Şadi Yazgan, beş yaşında iken, anne ve baba ve üç kız kardeşi ile birlikte İstanbul’dan ailesinin kökünün olduğu Erzincan, Eğin’e gitmiş.
Yıl 1912. Niyet iki-üç ay kalmakmış. Ama Birinci Dünya Savaşı patlak verdiği, yollar güvenli olmadığı için altı yıl kalmışlar.
Eğin’in zenginlerinden olan babası boş bir ev satın alıp okula çevirmiş. Hasan Fahri bey adında bir öğretmen burada küçük Şadi ve birkaç komşu çocuğunu okutmaya başlamış.
İstanbul’a dönme zamanı gelince, Fahri Bey “Son hizmet” olarak, Şadi’nin eline tavsiyelerini içeren bir mektup vermiş. Dört numaralı tavsiyesi şu imiş: “Birtakım kuşcağızın canını yakma. Avcılığa=cellatlığa heves etme.”

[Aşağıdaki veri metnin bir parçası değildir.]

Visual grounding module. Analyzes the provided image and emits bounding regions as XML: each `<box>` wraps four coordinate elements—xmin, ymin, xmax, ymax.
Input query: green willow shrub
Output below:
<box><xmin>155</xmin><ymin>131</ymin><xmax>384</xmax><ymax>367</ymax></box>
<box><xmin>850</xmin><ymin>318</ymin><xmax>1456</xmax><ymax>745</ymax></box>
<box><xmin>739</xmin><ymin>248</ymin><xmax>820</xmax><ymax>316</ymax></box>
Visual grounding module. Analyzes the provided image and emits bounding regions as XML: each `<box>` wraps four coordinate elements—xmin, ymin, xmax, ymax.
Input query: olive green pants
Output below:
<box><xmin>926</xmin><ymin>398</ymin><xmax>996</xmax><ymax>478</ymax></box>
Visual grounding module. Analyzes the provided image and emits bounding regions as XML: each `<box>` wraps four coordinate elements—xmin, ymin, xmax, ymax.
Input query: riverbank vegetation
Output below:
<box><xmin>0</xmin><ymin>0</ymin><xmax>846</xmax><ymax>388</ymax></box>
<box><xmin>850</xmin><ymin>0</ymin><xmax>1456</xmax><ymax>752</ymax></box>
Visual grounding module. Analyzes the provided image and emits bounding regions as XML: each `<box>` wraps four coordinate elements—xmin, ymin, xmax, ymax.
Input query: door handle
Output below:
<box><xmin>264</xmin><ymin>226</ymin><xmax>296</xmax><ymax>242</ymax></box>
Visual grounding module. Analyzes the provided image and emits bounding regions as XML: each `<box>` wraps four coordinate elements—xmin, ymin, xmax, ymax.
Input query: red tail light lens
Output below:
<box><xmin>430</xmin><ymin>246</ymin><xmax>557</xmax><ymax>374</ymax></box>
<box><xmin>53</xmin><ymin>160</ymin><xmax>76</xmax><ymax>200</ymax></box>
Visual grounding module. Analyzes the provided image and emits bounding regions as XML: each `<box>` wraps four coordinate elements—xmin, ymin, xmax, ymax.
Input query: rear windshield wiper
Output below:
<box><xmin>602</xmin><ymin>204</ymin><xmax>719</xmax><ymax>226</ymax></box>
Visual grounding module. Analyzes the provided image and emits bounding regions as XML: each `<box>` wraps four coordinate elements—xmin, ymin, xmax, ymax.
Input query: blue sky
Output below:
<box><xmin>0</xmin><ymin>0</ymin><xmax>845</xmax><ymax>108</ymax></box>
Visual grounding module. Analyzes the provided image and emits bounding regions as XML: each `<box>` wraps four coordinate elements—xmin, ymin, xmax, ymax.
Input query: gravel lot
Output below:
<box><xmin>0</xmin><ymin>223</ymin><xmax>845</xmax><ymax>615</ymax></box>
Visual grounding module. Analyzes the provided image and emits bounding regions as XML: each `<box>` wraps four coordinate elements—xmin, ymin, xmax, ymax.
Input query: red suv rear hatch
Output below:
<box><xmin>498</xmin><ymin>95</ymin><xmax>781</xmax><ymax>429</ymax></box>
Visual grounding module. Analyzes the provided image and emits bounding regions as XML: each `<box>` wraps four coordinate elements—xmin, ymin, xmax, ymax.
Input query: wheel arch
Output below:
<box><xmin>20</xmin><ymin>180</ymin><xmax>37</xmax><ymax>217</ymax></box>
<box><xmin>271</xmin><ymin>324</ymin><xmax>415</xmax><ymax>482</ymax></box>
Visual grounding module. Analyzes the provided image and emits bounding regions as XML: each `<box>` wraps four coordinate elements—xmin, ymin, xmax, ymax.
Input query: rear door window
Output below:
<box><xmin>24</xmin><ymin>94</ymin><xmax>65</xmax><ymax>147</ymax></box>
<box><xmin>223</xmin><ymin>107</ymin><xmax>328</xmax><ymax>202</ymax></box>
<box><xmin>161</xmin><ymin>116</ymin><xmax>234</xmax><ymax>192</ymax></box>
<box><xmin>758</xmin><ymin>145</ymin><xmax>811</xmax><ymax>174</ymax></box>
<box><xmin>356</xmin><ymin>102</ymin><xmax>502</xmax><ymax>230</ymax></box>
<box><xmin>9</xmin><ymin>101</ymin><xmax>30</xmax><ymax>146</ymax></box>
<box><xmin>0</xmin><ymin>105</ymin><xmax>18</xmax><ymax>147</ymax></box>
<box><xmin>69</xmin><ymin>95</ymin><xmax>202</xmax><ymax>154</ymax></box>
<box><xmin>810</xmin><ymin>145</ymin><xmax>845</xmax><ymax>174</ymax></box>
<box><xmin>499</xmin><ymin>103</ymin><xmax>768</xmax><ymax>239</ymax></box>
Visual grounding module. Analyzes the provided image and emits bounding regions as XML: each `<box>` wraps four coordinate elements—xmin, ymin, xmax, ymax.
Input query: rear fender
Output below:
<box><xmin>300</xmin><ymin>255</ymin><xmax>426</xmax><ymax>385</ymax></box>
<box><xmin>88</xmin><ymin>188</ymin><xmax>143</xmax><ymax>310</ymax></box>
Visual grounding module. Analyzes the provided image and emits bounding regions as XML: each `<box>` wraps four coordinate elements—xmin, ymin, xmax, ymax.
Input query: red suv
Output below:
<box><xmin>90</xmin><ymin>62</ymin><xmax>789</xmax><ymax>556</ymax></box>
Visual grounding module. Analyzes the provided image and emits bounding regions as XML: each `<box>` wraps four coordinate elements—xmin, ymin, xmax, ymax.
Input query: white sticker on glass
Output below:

Diğer tavsiyeleri tuttu mu bilmiyoruz. Ama kızı Nergis Yazgan’ın yeni çıkan Avcı Babam ve Ben kitabından anlıyoruz ki bu tavsiyeyi tutmamış.
Av, Şadi Yazgan’ın hayatının merkezi olmuş. Almanya’da yüksek eğitim yaparken, iş hayatında, İstanbul’da emekliliğinde, başka şeyleri ihmal etmiş ama avı, asla.
Sert bir soğuk olmuş
Bir ara uzun yıllar şirketlerinde çalıştığı Vehbi Koç’u bile ayartmış. Karlı bir havada onu Konya’ya götürmüş. Çok sert bir soğuk olmuş, kaldıkları yere kurtlar inmiş. Vehbi Koç’u ebediyen avdan soğutmuş. “Sen nasıl ava gitmeyi seviyorsan ben de para kazanmayı seviyorum” demiş Şadi Yazgan’a.
Babası Nergis’e tüfek almış ve “oğlum” diye hitap etmeye başlamış. Av arkadaşı olmuşlar. Nergis Arnavutköy Amerikan Kız Koleji’nin son sınıfında iken, bir cumartesi, Belgrad Ormanı’na tahtalı avına gidinceye kadar. (Evet o zaman Belgrad Ormanı’nda av serbestmiş!)
İkisi ayrı yerlerde kuş beklemeye başlamışlar. Babasının tarafından “bam bum sesler gelirken”
Nergis bir kuş vurmuş.
“Biraz sonra ikinciye ateş ettim, biraz ilerime düştü. Düştü ama oturuyor ve bana bakıyordu. Sanki de yaralanmamış, kendi isteğiyle konmuştu oraya. Karnının alt tarafı paramparça, kanlar içindeydi, ölmek üzereydi ve sanki bunu niye yaptın der gibi o yuvarlacık güzel gözlerle, büyük bir korku içinde bana bakıyordu.”
O an bütün hayatını etkiledi. Tüfeği çalılıkların içine fırlattı. Yanında küçük bir tahtalı tepesi oluşmuş olan babasının yanına koştu. Avaz avaz bağırmaya başladı.
Doğa korumacılarından biri
Avcılık macerası böylece biten Nergis Yazgan Türkiye’nin öncü ve en büyük doğa korumacılarından biri oldu. Babası ise eli tüfek tutamayıncaya kadar avlandı.
Şadi Yazgan geçen yıl 104 yaşında öldü. Nergis Yazgan ise Türkiye’nin can çekişen doğası için savaşmaya devam ediyor.
Doğa ve yaban hayatta dünyanın en zengin ülkelerinden birinde yaşıyoruz ama çoğunluk ya farkında değil ya da umursamaz. Çevre ve Orman bakanlıkları bile sahip olduğumuz bu servete sahip çıkmıyor.
Bu önemli kitap, hem ilginç ve zıt iki kişinin hayatını anlatıyor hem de ülkemizin doğası için alarm veriyor.